If your child is among the ’26 million children each school day’ that eat the ‘nutritionally balanced, low-cost or free lunches’ provided by the National School Lunch Program, you may think that they are eating healthy.
But did you know that the Physicians Committee for Responsible Medicine and the Healthy School Lunch Campaign say that the ‘menus served in school lunch programs are too rich in saturated fat and cholesterol and too low in fiber- and nutrient-rich fruits, vegetables, whole grains, and legumes’?
Still, eating in the cafeteria is probably a better choice than some kids make who might bypass the cafeteria altogether and head straight to a vending machine, which might provide a lunch made up of a bag of chips and can of soda. Or better yet, if you are not sure your school is really providing a nutritionally balanced lunch, pack your own and send it to school with your child.
Leftovers, or a sandwich with lean luncheon meat or a peanut butter and jelly sandwich, with some raw vegetables, a piece of fruit or other snack, plus some milk money, can make a fun and healthy lunch.

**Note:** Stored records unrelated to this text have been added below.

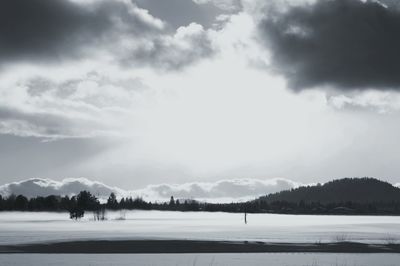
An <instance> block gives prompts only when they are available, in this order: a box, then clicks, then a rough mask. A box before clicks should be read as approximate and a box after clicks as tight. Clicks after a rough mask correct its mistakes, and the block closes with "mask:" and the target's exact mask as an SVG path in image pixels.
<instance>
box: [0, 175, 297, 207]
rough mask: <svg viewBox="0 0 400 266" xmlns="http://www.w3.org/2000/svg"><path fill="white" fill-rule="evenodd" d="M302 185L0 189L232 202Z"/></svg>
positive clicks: (242, 182)
mask: <svg viewBox="0 0 400 266" xmlns="http://www.w3.org/2000/svg"><path fill="white" fill-rule="evenodd" d="M297 186H299V183H296V182H293V181H290V180H287V179H270V180H260V179H233V180H221V181H217V182H208V183H205V182H194V183H187V184H160V185H150V186H147V187H146V188H144V189H139V190H132V191H127V190H123V189H120V188H116V187H111V186H108V185H105V184H103V183H101V182H97V181H91V180H89V179H86V178H67V179H64V180H62V181H54V180H51V179H41V178H32V179H28V180H23V181H20V182H13V183H9V184H5V185H2V186H0V194H1V195H5V196H7V195H11V194H15V195H19V194H22V195H25V196H26V197H36V196H48V195H69V196H71V195H76V194H77V193H79V192H80V191H82V190H87V191H90V192H91V193H93V194H94V195H96V196H98V197H99V198H102V199H106V198H108V196H109V195H110V193H111V192H114V193H116V194H117V195H118V196H124V197H126V196H132V197H138V196H139V197H143V198H144V199H146V200H152V201H154V200H161V201H163V200H168V199H169V198H170V197H171V196H174V197H175V198H178V199H197V200H206V201H211V202H229V201H238V200H247V199H253V198H256V197H258V196H261V195H265V194H269V193H274V192H278V191H282V190H286V189H290V188H293V187H297Z"/></svg>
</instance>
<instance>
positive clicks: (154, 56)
mask: <svg viewBox="0 0 400 266" xmlns="http://www.w3.org/2000/svg"><path fill="white" fill-rule="evenodd" d="M215 51H216V48H215V47H213V44H212V40H211V38H210V37H209V36H208V32H207V31H206V30H204V28H203V27H202V26H201V25H199V24H196V23H191V24H190V25H188V26H187V27H180V28H178V30H177V32H176V34H175V35H174V36H162V37H161V38H156V39H154V41H153V42H152V43H151V44H150V45H149V44H147V45H145V46H141V47H138V48H136V49H134V50H132V52H131V53H130V54H131V56H130V57H128V58H127V59H125V60H123V63H124V64H126V65H129V64H131V63H132V62H135V61H136V62H141V63H143V64H150V65H153V66H156V67H158V68H161V69H168V70H179V69H181V68H183V67H185V66H188V65H190V64H192V63H194V62H196V61H198V60H200V59H202V58H207V57H210V56H212V55H213V54H214V53H215Z"/></svg>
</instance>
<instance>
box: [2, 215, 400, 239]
mask: <svg viewBox="0 0 400 266" xmlns="http://www.w3.org/2000/svg"><path fill="white" fill-rule="evenodd" d="M107 218H108V220H107V221H97V222H95V221H92V215H91V214H90V213H87V214H86V215H85V217H84V219H82V220H81V221H72V220H70V219H69V215H68V213H37V212H0V244H18V243H32V242H48V241H63V240H79V239H85V240H87V239H193V240H195V239H196V240H232V241H243V240H248V241H253V240H254V241H265V242H291V243H300V242H301V243H304V242H307V243H315V242H332V241H338V240H341V241H342V240H346V241H358V242H364V243H387V242H388V241H391V242H393V241H397V240H400V217H395V216H333V215H332V216H316V215H309V216H306V215H278V214H248V217H247V220H248V223H247V225H246V224H244V215H243V214H240V213H239V214H233V213H208V212H168V211H166V212H161V211H127V212H108V213H107ZM399 242H400V241H399Z"/></svg>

Be sure to keep your packed lunch safe though, by keeping everything clean when packing the lunch, keeping cold foods cold in an insulated lunch box, and hot foods hot in an insulated bottle stored in an insulated lunch box.
If you are having trouble planning your child’s lunches, ask your kids for their input and let them help pack the lunch. You can also use the food pyramid as a guide and plan on the lunch providing about 1/3 of your child’s daily vitamin, mineral, and calorie requirements.
And keep in mind that prepackaged lunches may be convenient, but they are often higher in fat, sugar and calories then meals that you might prepare yourself, and they are more expensive. So, what do your kids eat for lunch at school?